Sample prompts examples are stored in benchmark.yml
version: 1.0
modeltypes:
- type: instruct
models:
- model: mistral:7b
prompts:
- prompt: Write a step-by-step guide on how to bake a chocolate cake from scratch.
keywords: cooking, recipe
- prompt: Develop a python function that solves the following problem, sudoku game
keywords: python, sudoku
- prompt: Create a dialogue between two characters that discusses economic crisis
keywords: dialogue
- prompt: In a forest, there are brave lions living there. Please continue the story.
keywords: sentence completition
- prompt: I'd like to book a flight for 4 to Seattle in U.S.
keywords: flight booking
In each round, 5 different prompts are used to evaluate the output tokens/s. The average of the 5 numbers is recorded. I ran Raspberry Pi 5 first, and here is the recorded video.

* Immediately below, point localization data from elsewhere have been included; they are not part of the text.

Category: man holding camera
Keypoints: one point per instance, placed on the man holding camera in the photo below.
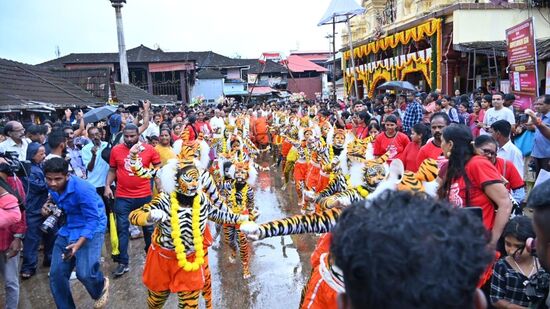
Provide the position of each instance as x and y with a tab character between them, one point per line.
16	141
80	238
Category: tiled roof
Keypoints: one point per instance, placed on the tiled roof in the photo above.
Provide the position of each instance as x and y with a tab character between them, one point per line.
209	74
130	94
299	64
256	66
23	83
144	54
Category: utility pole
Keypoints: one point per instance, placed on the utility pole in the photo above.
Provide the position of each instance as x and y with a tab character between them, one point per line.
117	4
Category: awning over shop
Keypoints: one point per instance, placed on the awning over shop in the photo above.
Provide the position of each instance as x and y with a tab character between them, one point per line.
417	33
543	48
261	90
235	92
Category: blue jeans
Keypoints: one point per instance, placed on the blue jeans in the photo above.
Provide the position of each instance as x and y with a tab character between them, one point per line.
88	270
33	236
123	207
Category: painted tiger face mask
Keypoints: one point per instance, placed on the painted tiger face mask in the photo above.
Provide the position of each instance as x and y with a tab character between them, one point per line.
188	181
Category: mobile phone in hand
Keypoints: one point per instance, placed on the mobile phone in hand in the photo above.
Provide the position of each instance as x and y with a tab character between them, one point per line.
66	255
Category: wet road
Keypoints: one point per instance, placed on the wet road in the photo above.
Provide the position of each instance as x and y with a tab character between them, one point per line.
279	267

Summary of the benchmark of tokens/s for different models on different systems
Thoughts on AI model (LLMs & VLM ) inference throughput performance results
- As we can see from above videos, the computation utilization happens mostly on GPU cores and GPU VRAM.
- To run inference faster, choose powerful GPUs.
- Suppose the comfortable interaction between human beings and AI model comes with throughput flow rate 7 tokens/sec (example is in Video 5). 13 tokens/sec is too fast for most people to follow as shown in Video 6.
- The future OS coming with AI support (Copilot) is going to have minimum 16GB RAM. The output from AI is meaningful/trustful, not too fast, and not too slow. This part is also consistent with the news that Microsoft announced : (Microsoft sets 16GB default for RAM for AI PCs — machines will also need 40 TOPS of AI compute: Report).
Conclusion
Running LLMs locally not only enhances data security and privacy but it also opens up a world of possibilities for professionals, developers, and enthusiasts. With this throughput performance benchmark, I would not use Raspberry Pi 5 as LLMs inference machine, because it’s too slow. I would say running LLMs and VLM on Apple Mac mini M1 (16GB RAM) is good enough. If you want more powerful machine to run LLMs inference faster, go for renting Cloud VMs with GPUs.
Disclaimer: I have no affiliation with Ollama or Raspberry Pi or Apple or Google. All views and opinions are my own and do not represent any organization.